L’exploitant français devrait pouvoir revendre 70 euros le MWh produit par ses réacteurs nucléaires. Mieux que le prix actuel (42 euros) mais loin de ce qu’espérait l’électricien (100 euros) pour construire ses futurs EPR et faire face au mur d’investissement qui l’attend.

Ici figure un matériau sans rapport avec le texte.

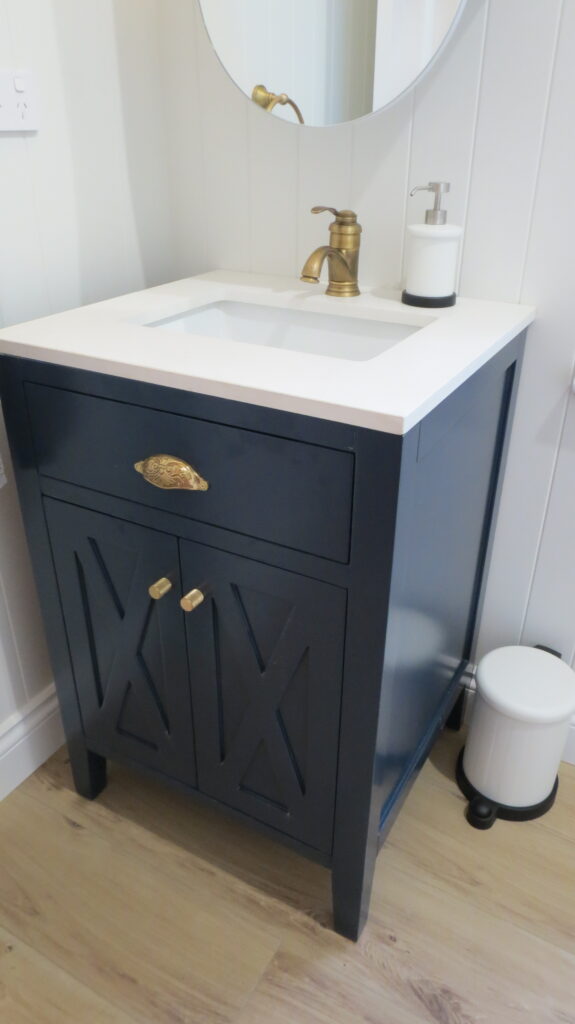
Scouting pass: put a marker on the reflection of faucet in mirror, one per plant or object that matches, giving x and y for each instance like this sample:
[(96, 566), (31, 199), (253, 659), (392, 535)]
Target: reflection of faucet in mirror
[(342, 254), (268, 100)]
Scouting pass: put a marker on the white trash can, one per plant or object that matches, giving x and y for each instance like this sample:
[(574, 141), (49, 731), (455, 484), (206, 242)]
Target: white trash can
[(524, 702)]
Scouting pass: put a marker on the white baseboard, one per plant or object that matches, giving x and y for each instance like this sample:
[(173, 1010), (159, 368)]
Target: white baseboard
[(569, 750), (28, 738)]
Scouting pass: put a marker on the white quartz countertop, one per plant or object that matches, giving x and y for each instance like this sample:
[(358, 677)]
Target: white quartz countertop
[(391, 392)]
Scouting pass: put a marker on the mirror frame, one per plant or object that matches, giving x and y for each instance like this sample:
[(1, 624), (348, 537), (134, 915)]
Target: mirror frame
[(371, 114)]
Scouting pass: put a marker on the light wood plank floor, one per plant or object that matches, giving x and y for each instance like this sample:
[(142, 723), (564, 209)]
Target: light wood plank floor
[(143, 907)]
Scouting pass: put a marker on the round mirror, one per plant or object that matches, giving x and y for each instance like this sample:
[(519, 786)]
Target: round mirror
[(324, 61)]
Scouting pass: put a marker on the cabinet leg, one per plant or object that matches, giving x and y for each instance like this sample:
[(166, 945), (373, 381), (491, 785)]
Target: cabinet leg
[(455, 719), (88, 770), (351, 891)]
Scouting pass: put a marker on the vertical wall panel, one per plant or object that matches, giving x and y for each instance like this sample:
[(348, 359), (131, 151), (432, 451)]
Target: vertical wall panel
[(546, 373), (273, 151), (23, 284), (179, 32), (550, 613), (381, 163), (511, 122), (224, 141)]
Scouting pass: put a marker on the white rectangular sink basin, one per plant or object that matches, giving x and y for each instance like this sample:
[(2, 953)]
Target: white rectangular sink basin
[(296, 330)]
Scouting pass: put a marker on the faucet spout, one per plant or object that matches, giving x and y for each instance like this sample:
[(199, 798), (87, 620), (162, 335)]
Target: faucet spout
[(342, 255), (312, 266)]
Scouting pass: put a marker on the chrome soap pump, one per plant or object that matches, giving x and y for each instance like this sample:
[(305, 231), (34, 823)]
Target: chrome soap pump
[(432, 254)]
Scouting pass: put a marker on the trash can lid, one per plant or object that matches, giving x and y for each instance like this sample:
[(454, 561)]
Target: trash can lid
[(527, 684)]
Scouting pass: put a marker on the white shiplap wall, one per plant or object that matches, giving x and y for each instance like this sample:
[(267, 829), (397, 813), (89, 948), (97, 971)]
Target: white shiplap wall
[(494, 117), (84, 214)]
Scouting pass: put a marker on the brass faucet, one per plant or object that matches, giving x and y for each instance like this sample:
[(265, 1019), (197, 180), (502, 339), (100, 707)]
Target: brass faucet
[(342, 254)]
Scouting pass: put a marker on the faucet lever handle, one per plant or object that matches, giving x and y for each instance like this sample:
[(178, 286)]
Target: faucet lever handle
[(324, 209), (342, 216)]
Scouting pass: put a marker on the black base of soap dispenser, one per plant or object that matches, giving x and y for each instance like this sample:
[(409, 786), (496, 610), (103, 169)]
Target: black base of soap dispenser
[(422, 300)]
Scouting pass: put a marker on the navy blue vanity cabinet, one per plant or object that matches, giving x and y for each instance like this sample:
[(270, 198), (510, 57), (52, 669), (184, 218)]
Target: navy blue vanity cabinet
[(128, 651), (336, 574), (266, 664)]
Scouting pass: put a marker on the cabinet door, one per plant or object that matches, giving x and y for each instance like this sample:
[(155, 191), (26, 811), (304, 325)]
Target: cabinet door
[(128, 650), (265, 652)]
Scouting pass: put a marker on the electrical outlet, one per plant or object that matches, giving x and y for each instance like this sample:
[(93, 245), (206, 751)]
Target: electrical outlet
[(18, 101)]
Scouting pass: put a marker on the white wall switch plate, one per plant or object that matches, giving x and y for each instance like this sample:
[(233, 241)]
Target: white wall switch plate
[(18, 101)]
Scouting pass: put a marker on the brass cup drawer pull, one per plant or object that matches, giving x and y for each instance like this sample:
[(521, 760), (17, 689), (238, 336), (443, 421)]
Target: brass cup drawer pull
[(160, 588), (191, 600), (170, 473)]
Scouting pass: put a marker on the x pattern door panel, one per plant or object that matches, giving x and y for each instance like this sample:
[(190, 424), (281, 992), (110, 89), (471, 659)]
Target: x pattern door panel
[(128, 650), (265, 655)]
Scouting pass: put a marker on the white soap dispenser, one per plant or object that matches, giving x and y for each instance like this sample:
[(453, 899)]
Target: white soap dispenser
[(432, 254)]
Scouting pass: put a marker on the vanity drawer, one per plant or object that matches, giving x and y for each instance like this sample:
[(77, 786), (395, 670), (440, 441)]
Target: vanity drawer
[(277, 489)]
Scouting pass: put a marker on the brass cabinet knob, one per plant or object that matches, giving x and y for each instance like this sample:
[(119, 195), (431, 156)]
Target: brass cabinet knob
[(191, 600), (170, 473), (160, 588)]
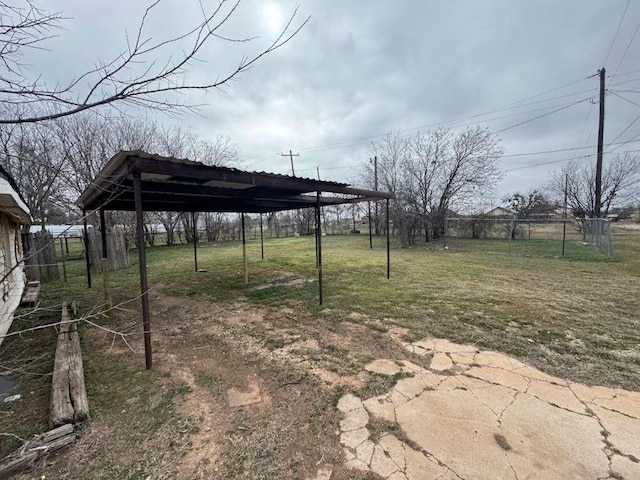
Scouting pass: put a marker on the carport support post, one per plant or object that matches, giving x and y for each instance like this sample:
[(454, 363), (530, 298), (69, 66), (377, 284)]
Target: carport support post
[(245, 272), (319, 246), (142, 260), (86, 246), (388, 244), (261, 239), (195, 241), (105, 257)]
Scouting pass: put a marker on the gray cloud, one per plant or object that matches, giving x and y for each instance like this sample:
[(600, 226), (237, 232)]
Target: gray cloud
[(362, 68)]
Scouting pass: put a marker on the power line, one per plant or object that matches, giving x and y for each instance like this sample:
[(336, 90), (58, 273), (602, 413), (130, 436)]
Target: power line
[(543, 115), (615, 35), (510, 106), (620, 96), (512, 155), (626, 50), (450, 123)]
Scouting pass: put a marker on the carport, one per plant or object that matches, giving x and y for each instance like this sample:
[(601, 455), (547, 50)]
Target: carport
[(139, 181)]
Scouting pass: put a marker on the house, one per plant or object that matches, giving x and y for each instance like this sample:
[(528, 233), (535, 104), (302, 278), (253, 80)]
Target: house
[(499, 212), (14, 214)]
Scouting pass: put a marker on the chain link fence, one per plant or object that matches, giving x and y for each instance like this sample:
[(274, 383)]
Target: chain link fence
[(533, 236)]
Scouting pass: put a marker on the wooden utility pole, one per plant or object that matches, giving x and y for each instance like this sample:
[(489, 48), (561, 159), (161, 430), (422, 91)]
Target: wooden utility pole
[(598, 200), (291, 155)]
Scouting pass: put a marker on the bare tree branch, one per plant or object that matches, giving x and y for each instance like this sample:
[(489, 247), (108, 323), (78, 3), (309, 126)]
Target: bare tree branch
[(110, 82)]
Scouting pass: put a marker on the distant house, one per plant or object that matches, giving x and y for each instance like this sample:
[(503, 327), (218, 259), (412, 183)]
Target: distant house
[(69, 231), (499, 212), (14, 213)]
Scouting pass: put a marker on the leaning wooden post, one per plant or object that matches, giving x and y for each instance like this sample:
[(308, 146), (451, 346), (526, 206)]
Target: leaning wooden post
[(319, 246), (388, 244), (105, 258), (245, 271), (261, 239), (142, 260), (86, 246), (195, 241)]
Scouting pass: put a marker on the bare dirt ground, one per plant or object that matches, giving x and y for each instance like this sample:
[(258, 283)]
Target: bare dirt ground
[(246, 392), (287, 372)]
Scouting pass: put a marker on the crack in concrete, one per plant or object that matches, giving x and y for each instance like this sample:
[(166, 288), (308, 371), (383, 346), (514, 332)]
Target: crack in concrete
[(608, 447), (520, 382)]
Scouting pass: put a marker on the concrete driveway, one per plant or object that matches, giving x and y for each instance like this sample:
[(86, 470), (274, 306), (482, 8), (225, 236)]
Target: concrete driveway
[(480, 415)]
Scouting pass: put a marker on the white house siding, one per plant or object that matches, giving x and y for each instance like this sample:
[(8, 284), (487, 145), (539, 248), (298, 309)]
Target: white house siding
[(12, 274)]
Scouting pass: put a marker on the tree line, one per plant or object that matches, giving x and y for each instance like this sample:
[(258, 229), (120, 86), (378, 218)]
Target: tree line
[(446, 173)]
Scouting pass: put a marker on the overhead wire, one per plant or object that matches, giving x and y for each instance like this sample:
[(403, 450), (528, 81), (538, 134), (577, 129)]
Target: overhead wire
[(517, 104), (626, 50), (615, 35)]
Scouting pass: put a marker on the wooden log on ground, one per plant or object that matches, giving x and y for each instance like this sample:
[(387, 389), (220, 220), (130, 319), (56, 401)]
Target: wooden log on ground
[(77, 388), (61, 411), (38, 447)]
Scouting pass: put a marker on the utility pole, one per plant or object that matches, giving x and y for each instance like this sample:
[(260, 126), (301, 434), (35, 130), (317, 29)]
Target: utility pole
[(375, 181), (291, 155), (598, 203), (564, 212)]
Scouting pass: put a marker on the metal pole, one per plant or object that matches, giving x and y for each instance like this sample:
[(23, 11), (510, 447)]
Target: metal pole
[(103, 234), (319, 246), (370, 233), (564, 212), (195, 241), (142, 260), (598, 192), (86, 247), (317, 261), (261, 239), (388, 244), (105, 256), (64, 263), (245, 272), (375, 179)]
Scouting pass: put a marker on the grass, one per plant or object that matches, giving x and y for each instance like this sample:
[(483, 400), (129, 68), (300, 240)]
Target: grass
[(576, 317)]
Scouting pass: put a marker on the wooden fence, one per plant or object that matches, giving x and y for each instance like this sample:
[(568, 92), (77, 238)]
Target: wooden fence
[(117, 251)]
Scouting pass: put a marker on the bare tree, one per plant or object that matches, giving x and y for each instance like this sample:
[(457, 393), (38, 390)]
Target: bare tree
[(143, 74), (533, 202), (33, 157), (432, 173), (620, 184)]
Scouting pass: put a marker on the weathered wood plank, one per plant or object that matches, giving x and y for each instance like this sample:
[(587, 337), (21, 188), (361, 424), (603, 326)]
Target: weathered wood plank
[(31, 294), (61, 411), (34, 449), (77, 388)]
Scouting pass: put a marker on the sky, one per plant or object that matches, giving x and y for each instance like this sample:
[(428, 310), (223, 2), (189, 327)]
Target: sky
[(360, 69)]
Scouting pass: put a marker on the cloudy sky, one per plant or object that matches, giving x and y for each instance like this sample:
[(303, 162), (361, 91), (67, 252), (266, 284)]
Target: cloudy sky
[(360, 69)]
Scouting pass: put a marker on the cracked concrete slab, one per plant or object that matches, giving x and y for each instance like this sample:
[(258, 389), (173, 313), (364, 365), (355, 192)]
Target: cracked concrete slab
[(483, 415)]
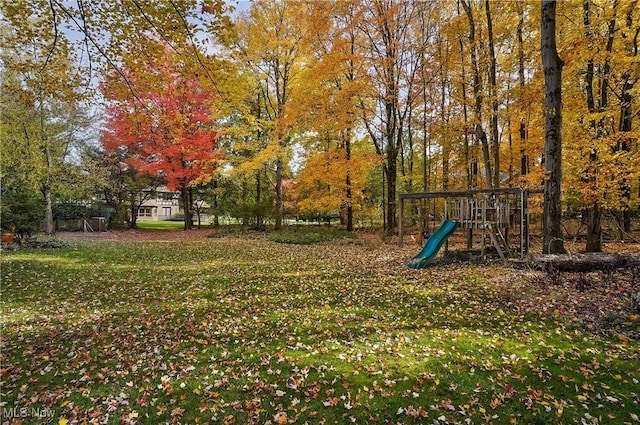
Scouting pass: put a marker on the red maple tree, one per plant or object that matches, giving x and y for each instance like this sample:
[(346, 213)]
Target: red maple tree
[(160, 122)]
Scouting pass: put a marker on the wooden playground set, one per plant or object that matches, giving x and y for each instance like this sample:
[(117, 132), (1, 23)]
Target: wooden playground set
[(500, 215), (499, 219)]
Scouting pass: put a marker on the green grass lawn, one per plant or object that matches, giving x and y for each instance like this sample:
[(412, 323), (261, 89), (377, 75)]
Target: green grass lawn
[(238, 330), (159, 225)]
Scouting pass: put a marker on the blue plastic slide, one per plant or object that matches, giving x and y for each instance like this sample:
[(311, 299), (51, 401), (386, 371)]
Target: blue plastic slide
[(433, 244)]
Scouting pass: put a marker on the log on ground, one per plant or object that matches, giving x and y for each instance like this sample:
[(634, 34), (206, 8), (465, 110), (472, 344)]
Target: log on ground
[(585, 262)]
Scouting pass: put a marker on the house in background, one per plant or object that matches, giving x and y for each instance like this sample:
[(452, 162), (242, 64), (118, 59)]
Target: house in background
[(165, 205)]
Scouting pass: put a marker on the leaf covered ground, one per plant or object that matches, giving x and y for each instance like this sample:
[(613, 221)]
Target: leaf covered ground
[(179, 328)]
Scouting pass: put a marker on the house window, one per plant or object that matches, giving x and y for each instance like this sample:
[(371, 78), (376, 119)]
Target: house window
[(145, 212)]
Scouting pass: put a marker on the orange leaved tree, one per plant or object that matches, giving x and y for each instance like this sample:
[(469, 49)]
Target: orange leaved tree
[(160, 121)]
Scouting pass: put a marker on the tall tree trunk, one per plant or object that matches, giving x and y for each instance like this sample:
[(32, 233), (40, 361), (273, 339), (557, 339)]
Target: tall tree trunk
[(594, 212), (495, 136), (480, 134), (348, 194), (523, 130), (216, 214), (187, 205), (279, 201), (552, 239), (49, 228), (259, 217)]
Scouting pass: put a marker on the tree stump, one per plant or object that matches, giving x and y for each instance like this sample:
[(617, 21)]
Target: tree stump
[(585, 262)]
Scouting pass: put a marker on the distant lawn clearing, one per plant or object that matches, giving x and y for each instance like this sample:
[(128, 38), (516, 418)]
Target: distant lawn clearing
[(238, 330), (159, 225)]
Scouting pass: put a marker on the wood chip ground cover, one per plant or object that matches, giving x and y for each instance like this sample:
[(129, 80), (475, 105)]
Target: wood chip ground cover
[(180, 328)]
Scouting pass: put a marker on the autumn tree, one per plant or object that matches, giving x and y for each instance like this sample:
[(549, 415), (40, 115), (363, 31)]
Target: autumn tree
[(393, 75), (601, 166), (270, 44), (42, 111), (161, 120), (553, 242)]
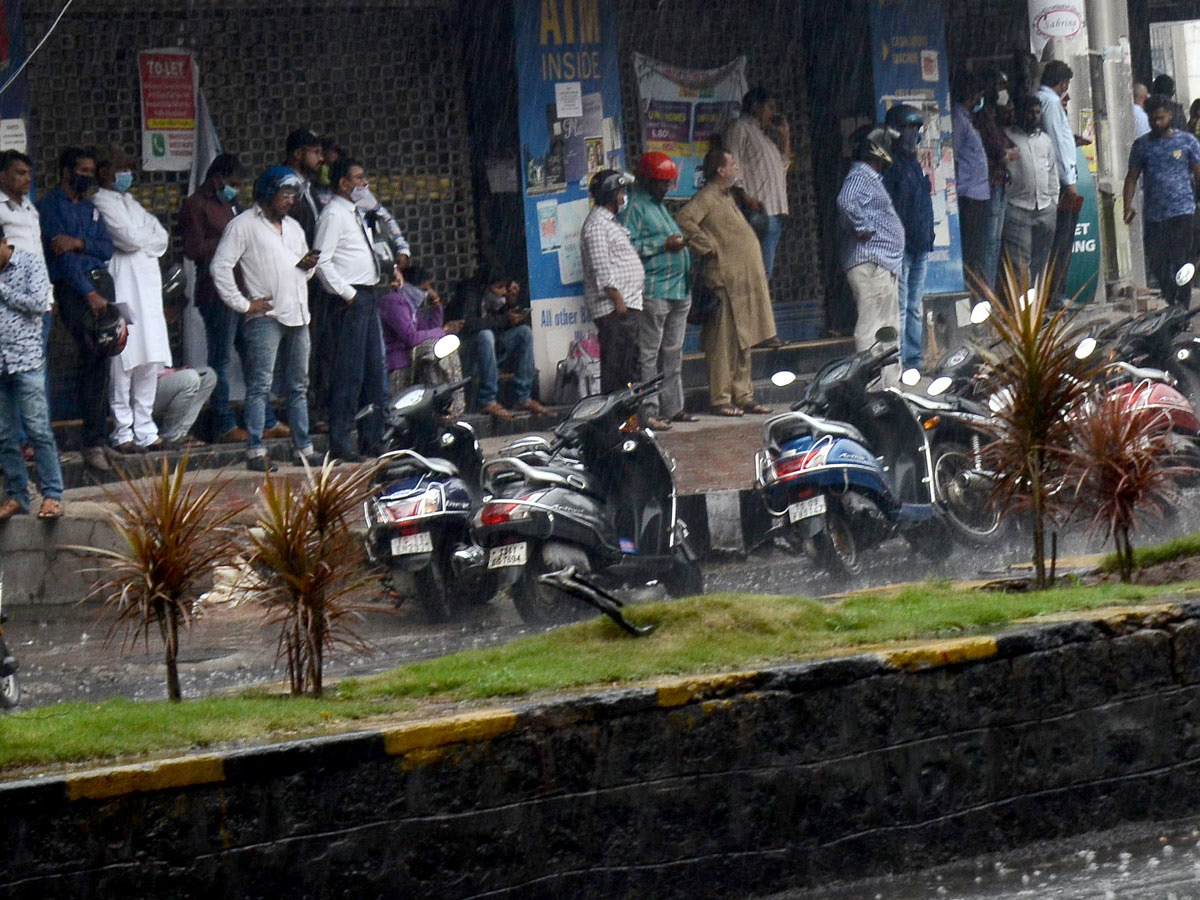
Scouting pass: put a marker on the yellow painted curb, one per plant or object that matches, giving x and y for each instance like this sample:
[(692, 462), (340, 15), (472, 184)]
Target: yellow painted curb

Quel est le «juste prix» pour le MWh d’électricité nucléaire produit par EDF ? Celui supportable par le consommateur qui s’apprête à subir une nouvelle augmentation de 10 % sur sa facture d’électricité début 2024, après déjà 25 % de hausse cette année ? Ou celui qui permettra à l’électricien de financer le mur d’investissement à venir pour entretenir son parc de centrales nucléaires et construire les six nouveaux réacteurs EPR commandés Emmanuel Macron pour 2035-2040 ? Après des mois de négociations difficiles, de coups de pression et de portes claquées, l’Etat actionnaire et EDF sont sur le point d’annoncer un accord à l’arrache, qui relevait de la quadrature du cercle mais s’imposait à tous avec l’extinction programmée du dispositif actuel de l’Arenh (pour «Accès régulé à l’électricité nucléaire historique») prévue fin 2025. Selon le compromis trouvé entre le gouvernement et EDF, le prix de référence de l’électricité produite par les 56 réacteurs de l’exploitant nucléaire s’établirait désormais à 70 euros le MWh, comme le souhaitait l’Etat, a indiqué un membre de l’exécutif ce lundi après-midi à l’agence Reuters. Information confirmée à Libération par une autre source proche du dossier.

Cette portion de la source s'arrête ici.